My wife and I saw Moore's film yesterday and wanted to share a few thoughts. Overall, I enjoyed the movie--although I found that Bowling for Columbine gave me more to think about. Some of the themes that Moore raises are old hat--the circumstances of the 2000 Presidential election, the Saudi connection to the Bush family, and the Patriot Act getting ramrodded through Congress. The one meme I liked the best: the men and women who serve in our military do not come from all walks of life but tend to come from poor neighborhoods and there is something fundamentally unfair about that. The most touching scene in the movie is an interview with a mom whose son was killed in Iraq.

Of course Moore's film is a propaganda piece, but I think it is a side of propaganda many people have not encountered before.
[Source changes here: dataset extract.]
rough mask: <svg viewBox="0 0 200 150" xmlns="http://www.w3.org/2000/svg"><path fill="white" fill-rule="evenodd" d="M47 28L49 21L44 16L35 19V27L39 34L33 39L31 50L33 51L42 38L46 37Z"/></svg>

That is, the mainstream media tends to give credence and time to the righty wackos but lefty wackos are rarely (if ever) seen or heard.
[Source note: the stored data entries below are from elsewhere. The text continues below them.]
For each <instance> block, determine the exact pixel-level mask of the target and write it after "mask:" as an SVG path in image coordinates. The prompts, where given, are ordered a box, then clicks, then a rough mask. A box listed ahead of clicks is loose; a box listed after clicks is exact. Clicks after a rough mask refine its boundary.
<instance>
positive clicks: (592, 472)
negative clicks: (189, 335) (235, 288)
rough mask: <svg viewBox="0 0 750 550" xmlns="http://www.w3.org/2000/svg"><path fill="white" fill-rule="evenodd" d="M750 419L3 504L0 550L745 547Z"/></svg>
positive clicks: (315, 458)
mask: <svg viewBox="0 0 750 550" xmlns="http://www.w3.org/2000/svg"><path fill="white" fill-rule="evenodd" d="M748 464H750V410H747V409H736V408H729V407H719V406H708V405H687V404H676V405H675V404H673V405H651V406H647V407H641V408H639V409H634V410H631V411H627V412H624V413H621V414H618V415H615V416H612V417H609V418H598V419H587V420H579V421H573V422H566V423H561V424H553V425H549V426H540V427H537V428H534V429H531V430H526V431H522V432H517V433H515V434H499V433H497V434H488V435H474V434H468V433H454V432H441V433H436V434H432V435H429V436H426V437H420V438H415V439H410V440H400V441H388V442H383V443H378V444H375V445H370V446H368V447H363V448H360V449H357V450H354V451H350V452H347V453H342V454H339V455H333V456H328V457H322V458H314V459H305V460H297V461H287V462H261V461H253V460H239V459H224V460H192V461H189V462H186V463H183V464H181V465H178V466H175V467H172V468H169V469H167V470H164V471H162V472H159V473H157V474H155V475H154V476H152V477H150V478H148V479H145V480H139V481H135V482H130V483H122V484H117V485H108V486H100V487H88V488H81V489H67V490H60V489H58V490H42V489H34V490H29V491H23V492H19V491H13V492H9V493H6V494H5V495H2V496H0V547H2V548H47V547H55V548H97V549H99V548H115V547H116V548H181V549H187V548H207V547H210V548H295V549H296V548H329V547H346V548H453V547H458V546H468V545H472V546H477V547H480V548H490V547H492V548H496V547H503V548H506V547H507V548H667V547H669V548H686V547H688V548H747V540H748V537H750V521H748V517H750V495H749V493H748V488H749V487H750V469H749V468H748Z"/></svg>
The only part of the film that I found inaccurate involved the flights of Saudi nationals after 9/11. Moore left the distinct impression that the Bin Laden family hopped a plane when everyone else (including Ricky Martin) was grounded. Moore also suggested that the FBI did not bother to interrogate the Saudi nationals or even run their names through the terrorist database.

This is what the 9/11 Commission concluded, in its Staff Statement No. 10 [PDF], presented at the public hearings on April 13, 2004:

The Saudi Flights
National air space was closed on September 11. Fearing reprisals against Saudi nationals, the Saudi government asked for help in getting some of its citizens out of the country. We have not yet identified who they contacted for help. But we have found that the request came to the attention of Richard Clarke and that each of the flights we have studied was investigated by the FBI and dealt with in a professional manner prior to its departure.
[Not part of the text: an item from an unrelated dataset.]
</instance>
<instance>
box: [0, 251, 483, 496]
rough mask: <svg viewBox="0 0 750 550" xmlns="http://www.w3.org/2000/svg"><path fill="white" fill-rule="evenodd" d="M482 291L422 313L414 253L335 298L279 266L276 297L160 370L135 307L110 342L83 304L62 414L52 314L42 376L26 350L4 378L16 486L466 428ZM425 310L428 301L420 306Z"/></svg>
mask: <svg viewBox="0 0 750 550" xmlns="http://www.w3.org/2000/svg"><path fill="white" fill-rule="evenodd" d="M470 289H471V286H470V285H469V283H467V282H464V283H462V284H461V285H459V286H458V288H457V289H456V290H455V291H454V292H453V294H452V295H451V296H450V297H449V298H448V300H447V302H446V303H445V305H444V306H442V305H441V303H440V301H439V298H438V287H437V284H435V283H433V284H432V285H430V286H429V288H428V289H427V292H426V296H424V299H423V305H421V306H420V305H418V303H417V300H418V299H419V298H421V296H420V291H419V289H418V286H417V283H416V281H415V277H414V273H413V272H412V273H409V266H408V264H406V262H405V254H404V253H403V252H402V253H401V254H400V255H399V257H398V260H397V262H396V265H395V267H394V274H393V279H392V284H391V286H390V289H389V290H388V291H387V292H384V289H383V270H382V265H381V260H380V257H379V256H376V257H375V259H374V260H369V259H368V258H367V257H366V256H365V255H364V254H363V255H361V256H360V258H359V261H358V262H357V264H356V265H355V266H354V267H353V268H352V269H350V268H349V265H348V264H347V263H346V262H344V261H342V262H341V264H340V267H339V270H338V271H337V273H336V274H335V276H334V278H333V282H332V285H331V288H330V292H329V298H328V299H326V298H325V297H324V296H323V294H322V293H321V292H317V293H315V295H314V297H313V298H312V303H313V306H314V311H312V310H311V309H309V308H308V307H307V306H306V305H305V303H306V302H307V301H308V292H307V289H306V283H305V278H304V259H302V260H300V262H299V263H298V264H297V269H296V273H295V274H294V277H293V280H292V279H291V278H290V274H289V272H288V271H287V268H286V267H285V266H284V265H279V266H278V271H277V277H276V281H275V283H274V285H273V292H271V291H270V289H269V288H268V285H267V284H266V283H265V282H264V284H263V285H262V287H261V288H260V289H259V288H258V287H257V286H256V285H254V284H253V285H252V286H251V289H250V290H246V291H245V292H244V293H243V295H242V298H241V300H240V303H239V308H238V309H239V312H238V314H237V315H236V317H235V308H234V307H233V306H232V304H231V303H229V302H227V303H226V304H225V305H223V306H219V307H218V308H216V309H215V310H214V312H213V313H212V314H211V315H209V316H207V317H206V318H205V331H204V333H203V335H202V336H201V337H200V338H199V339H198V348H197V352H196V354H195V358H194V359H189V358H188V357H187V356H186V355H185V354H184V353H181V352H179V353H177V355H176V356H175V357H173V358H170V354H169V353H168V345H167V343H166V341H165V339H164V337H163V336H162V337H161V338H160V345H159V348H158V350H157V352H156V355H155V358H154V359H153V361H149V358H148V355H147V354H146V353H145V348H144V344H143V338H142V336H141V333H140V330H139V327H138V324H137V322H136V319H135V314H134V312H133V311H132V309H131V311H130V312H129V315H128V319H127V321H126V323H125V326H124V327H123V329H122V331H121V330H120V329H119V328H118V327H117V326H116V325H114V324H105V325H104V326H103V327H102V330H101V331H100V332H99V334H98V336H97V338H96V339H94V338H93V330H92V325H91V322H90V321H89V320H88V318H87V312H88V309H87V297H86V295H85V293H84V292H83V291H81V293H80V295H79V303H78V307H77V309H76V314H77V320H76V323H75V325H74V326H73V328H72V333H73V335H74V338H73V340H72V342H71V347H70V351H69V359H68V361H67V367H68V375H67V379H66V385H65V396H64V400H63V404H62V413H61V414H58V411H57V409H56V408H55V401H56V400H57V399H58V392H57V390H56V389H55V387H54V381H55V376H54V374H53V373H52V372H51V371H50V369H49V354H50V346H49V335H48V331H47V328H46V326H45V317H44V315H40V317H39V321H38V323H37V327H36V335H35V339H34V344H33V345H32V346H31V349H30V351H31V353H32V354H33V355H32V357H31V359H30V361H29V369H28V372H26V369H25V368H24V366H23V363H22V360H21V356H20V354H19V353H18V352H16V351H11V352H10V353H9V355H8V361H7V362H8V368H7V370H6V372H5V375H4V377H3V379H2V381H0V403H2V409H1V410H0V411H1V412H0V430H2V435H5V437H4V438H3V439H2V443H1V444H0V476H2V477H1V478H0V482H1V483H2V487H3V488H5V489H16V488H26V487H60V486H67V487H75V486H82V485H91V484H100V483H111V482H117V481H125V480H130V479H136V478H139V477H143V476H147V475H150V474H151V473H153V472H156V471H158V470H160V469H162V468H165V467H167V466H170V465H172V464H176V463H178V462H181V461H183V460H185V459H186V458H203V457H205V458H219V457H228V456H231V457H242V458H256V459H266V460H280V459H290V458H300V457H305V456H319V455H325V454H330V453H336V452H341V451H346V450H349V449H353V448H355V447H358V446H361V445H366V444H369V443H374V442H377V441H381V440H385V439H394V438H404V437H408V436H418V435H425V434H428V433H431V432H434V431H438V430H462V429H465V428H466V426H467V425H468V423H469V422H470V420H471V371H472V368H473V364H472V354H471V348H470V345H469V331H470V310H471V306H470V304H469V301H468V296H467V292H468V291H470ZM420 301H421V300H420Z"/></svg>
No commercial planes, including chartered flights, were permitted to fly into, out of, or within the United States until September 13, 2001. After the airspace reopened, six chartered flights with 142 people, mostly Saudi Arabian nationals, departed from the United States between September 14 and 24. One flight, the so-called Bin Ladin flight, departed the United States on September 20 with 26 passengers, most of them relatives of Usama Bin Ladin. We have found no credible evidence that any chartered flights of Saudi Arabian nationals departed the United States before the reopening of national airspace.

The Saudi flights were screened by law enforcement officials, primarily the FBI, to ensure that people on these flights did not pose a threat to national security, and that nobody of interest to the FBI with regard to the 9/11 investigation was allowed to leave the country. Thirty of the 142 people on these flights were interviewed by the FBI, including 22 of the 26 people (23 passengers and 3 private security guards) on the Bin Ladin flight. Many were asked detailed questions. None of the passengers stated that they had any recent contact with Usama Bin Ladin or knew anything about terrorist activity.

The FBI checked a variety of databases for information on the Bin Ladin flight passengers and searched the aircraft. It is unclear whether the TIPOFF terrorist watchlist was checked. At our request, the Terrorist Screening Center has rechecked the names of individuals on the flight manifests of these six Saudi flights against the current TIPOFF watchlist. There are no matches.

The FBI has concluded that nobody was allowed to depart on these six flights who the FBI wanted to interview in connection with the 9/11 attacks, or who the FBI later concluded had any involvement in those attacks. To date, we have uncovered no evidence to contradict this conclusion.

Newsweek's Michael Isikoff raised that and other challenges to Fahrenheit 911, to which
Moore responded here (inadequately, in my opinion).